### Introduction

Probability theory may be a mathematical framework for representing uncertain statements. It provides a way of quantifying uncertainty and axioms for deriving new uncertain statements. In AI applications, we use probability

theory in two major ways. First, the laws of probability tell us how AI systems should reason, so we design our algorithms to compute or approximate expressions derived using applied mathematics. Second, we statistics to theoretically analyze the behavior of proposed AI systems. applied mathematics may be a fundamental tool of the many disciplines of science and engineering.

### Why Probability?

Many branches of computing deal mostly with entities that are entirely deterministic and certain. A programmer can usually safely assume that a CPU will execute each machine’s instruction flawlessly. Errors in hardware do occur but are rare enough that the majority of software applications don’t get to be designed to account

for them. as long as many computer scientists and software engineers add a relatively clean and certain environment, it is often surprising that machine learning makes heavy use of applied mathematics.
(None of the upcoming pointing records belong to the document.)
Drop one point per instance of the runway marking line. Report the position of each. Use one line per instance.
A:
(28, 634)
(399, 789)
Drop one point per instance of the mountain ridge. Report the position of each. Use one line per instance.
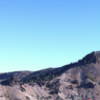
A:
(75, 81)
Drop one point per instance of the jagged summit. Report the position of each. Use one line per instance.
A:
(93, 57)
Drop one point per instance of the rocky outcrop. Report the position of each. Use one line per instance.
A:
(76, 81)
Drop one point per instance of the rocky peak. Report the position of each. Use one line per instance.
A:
(93, 57)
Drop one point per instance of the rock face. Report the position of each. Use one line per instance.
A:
(76, 81)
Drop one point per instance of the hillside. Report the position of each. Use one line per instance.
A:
(76, 81)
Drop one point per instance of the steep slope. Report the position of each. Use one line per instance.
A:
(76, 81)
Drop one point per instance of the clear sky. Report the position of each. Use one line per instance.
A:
(37, 34)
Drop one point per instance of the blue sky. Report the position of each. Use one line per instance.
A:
(37, 34)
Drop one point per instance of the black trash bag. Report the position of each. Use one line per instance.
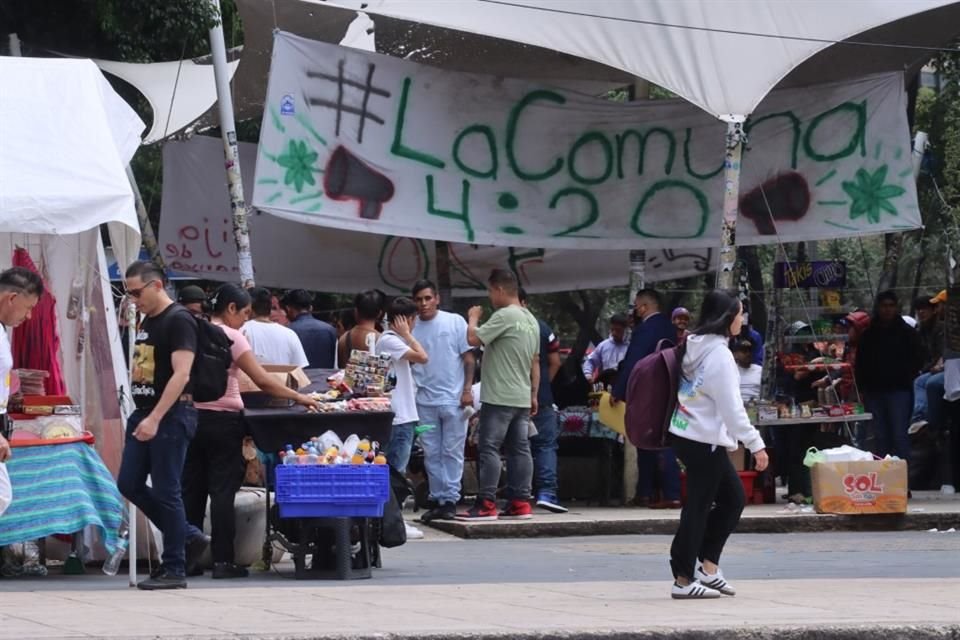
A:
(393, 531)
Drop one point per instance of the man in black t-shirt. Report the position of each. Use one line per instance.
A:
(164, 422)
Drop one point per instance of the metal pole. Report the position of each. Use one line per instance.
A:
(132, 519)
(147, 236)
(14, 41)
(442, 250)
(731, 195)
(231, 154)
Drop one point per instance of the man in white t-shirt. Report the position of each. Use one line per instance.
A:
(20, 291)
(398, 343)
(444, 388)
(272, 343)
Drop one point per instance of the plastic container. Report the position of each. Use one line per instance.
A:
(321, 491)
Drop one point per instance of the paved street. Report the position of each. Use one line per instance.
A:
(575, 586)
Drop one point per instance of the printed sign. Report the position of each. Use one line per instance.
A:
(830, 274)
(358, 141)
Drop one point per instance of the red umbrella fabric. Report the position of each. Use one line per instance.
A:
(36, 342)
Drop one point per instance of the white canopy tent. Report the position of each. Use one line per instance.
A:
(67, 138)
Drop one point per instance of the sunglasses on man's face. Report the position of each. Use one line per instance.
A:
(136, 293)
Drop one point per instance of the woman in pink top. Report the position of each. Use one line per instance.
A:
(215, 464)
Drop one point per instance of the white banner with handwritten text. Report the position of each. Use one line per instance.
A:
(365, 142)
(196, 238)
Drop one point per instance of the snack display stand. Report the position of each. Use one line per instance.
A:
(327, 539)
This is often because machine learning should affect uncertain quantities and sometimes can also get to affect stochastic (non-deterministic) quantities. Uncertainty and stochasticity can arise from many sources. Researchers have made compelling arguments for quantifying uncertainty using probability since the minimum of the 1980s. Many of the arguments presented here are summarized from or inspired by Pearl (1988). Nearly all activities require some ability to reason within the presence of uncertainty. In fact, beyond mathematical statements that are true by definition, it’s difficult to consider any proposition that’s absolutely true or any event that’s absolutely

guaranteed to occur. There are three possible sources of uncertainty:

1. Inherent stochasticity within the system being modeled. for instance, most interpretations of quantum physics describe the dynamics of subatomic particles as being probabilistic. we will also create theoretical scenarios that we postulate to possess random dynamics, like hypothetical cards where we assume that the cards are truly shuffled into a random order.
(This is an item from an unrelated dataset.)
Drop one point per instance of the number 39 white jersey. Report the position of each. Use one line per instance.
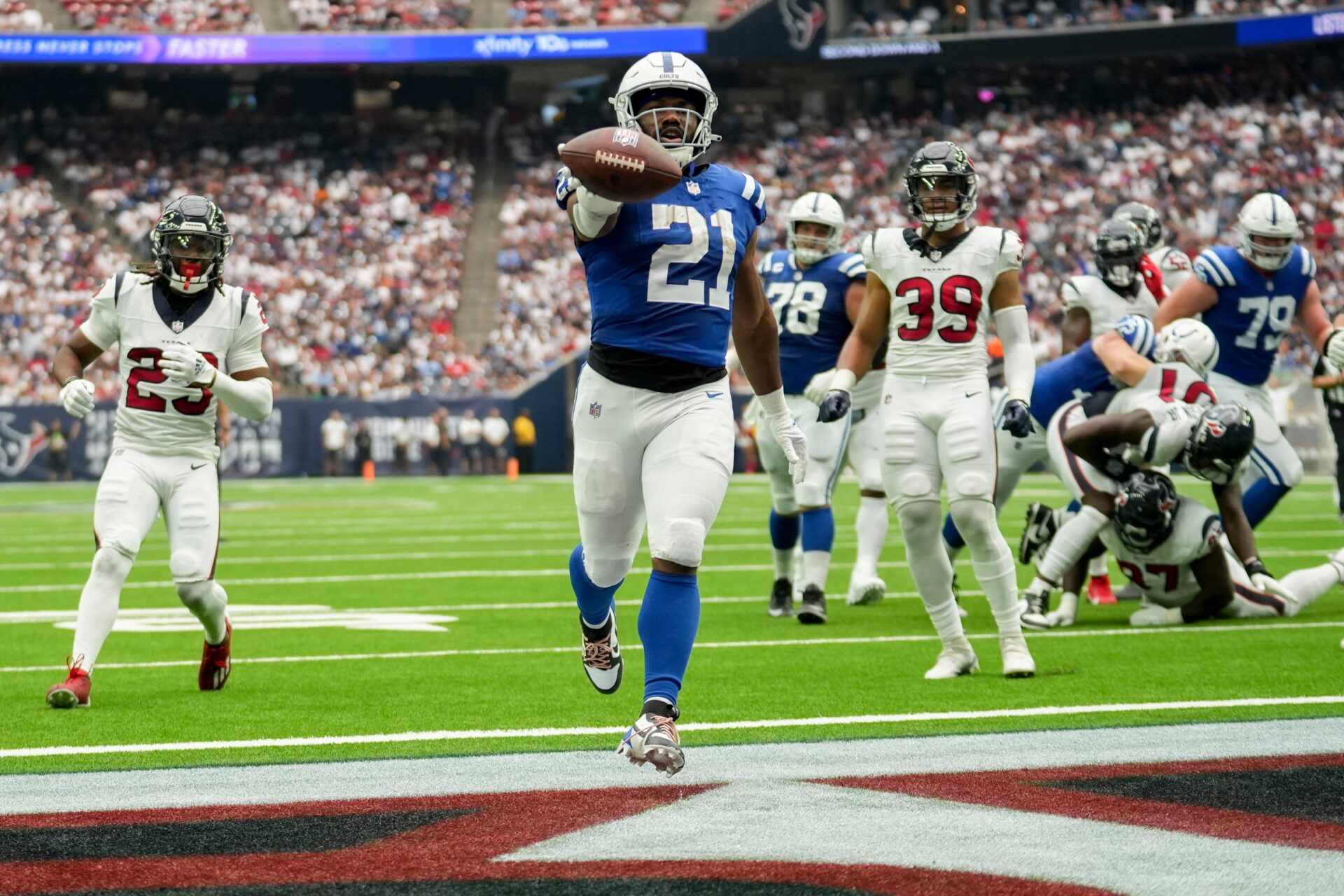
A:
(940, 298)
(155, 415)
we want for AI applications. applied mathematics was originally developed to research the frequencies of events. it’s easy to ascertain how probability theory is often wont to study events like drawing a particular hand of cards during a game of poker. These sorts of events are often repeatable. once we say that an outcome features a probability p of occurring, it means if we repeated the experiment (e.g., draw a hand of cards) infinitely repeatedly, then proportion p of the repetitions would end in that outcome. this type of reasoning doesn’t seem immediately applicable to propositions that aren’t repeatable. If a doctor

analyzes a patient and says that the patient features a 40% chance of getting the flu, this suggests something very different—we can’t make infinitely many replicas of the patient, neither is there any reason to believe that different replicas of the patient would present with equivalent symptoms yet have varying underlying conditions. In the case of the doctor diagnosing the patient, we use probability to represent a degree of belief, with 1 indicating absolute certainty that the patient has the flu and 0 indicating absolute certainty that the patient doesn’t have the flu. The former quite probability, related to the rates at which events occur, is

known as frequentist probability, while the latter, associated with qualitative levels of certainty, is understood as Bayesian probability. If we list several properties that we expect sense reasoning about uncertainty to possess, then the sole thanks to satisfying those properties are to treat Bayesian probabilities as behaving precisely the same as frequentist probabilities. for instance, if we would like to compute the probability that a player will win a poker game as long as she features a certain set of cards, we use precisely the same formulas

as once we compute the probability that a patient features a disease as long as she has certain symptoms. For more details about why a little set of common-sense assumptions imply that equivalent axioms must control both sorts of probability, see Ramsey (1926). Probability is often seen because of the extension of logic to affect uncertainty. Logic provides a group of formal rules for determining what propositions are implied to

be true or false given the idea that another set of propositions is true or false. applied mathematics provides a group of formal rules for determining the likelihood of a proposition being true given the likelihood of other propositions.